A palavra-chave é humanidade. Ela pode ser encontrada nos cantos mais longevos, esquisitos e excêntricos. Às vezes se manifesta na mente criativa daqueles que são considerados bizarros, estranhos e surreais. Em Eraserhead (1977) nos deparamos com o pesadelo de uma vida urbana que corrompe o próprio público com sua surrealidade abstrata e aterrorizante de um personagem vivendo no próprio ceio da malignidade de uma dimensão paralela, a qual, simultaneamente, transmite toda a sujeira e corrupção da contemporaneidade. Já em Homem Elefante (1980), nos deparamos com a simplicidade horrenda do pior e melhor dos seres humanos.
Volto, enfim, leitores com muito pesar no coração e, ao mesmo tempo, alegre por ter vivido os tempos de David Lynch enquanto um dos meus diretores favoritos nas telonas. Em 2025, perdemos essa mente criativa para os ethos da eternidade, que tanto contribuiu para concretizar as realidades oníricas nas telas de cinema e nos seriados. Comprometo maior constância na elaboração das críticas e comentários sobre esse diretor e superei o passo mais difícil de todos que foi reassistir Homem Elefante. Esse é um daqueles filmes que entra na lista das obras que causam tamanha impressão sentimental/emocional que se torna pesado reassisti-lo por conta da mensagem transmitida. Junto de Ladrões de Bicicletas (1948), O Túmulo dos Vagalumes (1988), Vá e Veja (1985) e Réquiem para um Sonho (2000), não é fácil se programar para tamanha pancada emocional ser revisitada.
O longa-metragem é uma espécie de autobiografia baseada na vida de John Merrick (John Hurt), figura histórica que intrigou durante muito tempo médicos e cientistas por conta da natureza de suas deformidades corporais e ósseas. Sofrendo uma experiência de ojeriza social por conta da “excentricidade” de seu corpo, recebeu o apelido de homem elefante e foi, durante grande parte de sua vida, atração em um show de aberrações.

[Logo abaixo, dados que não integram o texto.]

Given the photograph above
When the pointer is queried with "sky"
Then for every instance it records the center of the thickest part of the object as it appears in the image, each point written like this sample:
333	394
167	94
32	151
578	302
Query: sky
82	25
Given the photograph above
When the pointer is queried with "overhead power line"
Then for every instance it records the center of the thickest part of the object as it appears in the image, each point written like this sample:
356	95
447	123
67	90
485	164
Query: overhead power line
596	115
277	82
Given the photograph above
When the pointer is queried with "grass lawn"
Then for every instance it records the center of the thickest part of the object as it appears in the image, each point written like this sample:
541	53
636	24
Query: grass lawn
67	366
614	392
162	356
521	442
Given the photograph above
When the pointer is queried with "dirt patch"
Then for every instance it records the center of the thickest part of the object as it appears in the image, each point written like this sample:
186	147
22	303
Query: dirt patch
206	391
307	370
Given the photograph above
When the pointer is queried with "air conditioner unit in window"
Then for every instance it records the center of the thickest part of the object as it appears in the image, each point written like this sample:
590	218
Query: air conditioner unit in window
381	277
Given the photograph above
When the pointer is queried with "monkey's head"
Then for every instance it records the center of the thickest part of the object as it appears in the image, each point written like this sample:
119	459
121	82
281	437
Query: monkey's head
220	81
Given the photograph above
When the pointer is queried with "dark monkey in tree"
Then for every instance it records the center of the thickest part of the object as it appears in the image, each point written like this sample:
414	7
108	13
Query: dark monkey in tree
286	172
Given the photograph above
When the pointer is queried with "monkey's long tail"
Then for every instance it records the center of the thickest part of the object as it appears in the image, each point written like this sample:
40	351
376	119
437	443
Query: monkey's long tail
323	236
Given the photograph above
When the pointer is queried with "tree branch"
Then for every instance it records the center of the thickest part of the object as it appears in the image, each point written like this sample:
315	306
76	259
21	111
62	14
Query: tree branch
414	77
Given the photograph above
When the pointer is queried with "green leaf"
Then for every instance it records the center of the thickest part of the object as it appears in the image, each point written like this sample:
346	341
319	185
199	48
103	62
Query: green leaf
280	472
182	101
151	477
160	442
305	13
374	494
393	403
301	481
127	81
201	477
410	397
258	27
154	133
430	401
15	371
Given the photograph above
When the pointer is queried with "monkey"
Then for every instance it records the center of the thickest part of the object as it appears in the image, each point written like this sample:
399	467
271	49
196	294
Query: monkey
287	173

O cirurgião Sir Frederick Treves (Anthony Hopkins) o resgata dessa condição, porém impõe dolorosas experiências em nome de estudar e tentar compreender a figura, havendo uma abertura para a vivência de John nos meios da nobreza inglesa com sua imagem sendo coberta por panos para esconder as feições deformadas.
A crítica que é elaborada pelo roteiro é mais do que visível e de retirar o fôlego de qualquer indivíduo dotado de empatia e sensibilidade com o outro: a falta de respeito com as diferenças, com aquilo que foge do que é considerado “natural” ou “normal”. John Merrick simboliza em sua experiência essa não sensibilidade da sociedade em relação à sua existência, ignorando por completo todos os sentimentos, vontades e necessidades que ele, como qualquer outro indivíduo social, possui. É doloroso ao longo de muitas cenas perceber essa condição sofrida, que o afastou, durante sua vida, de construir qualquer relação social “normalizada” com outros indivíduos, ainda mais aqueles que chegam a ter contato com sua aparência para além do pano que a esconde.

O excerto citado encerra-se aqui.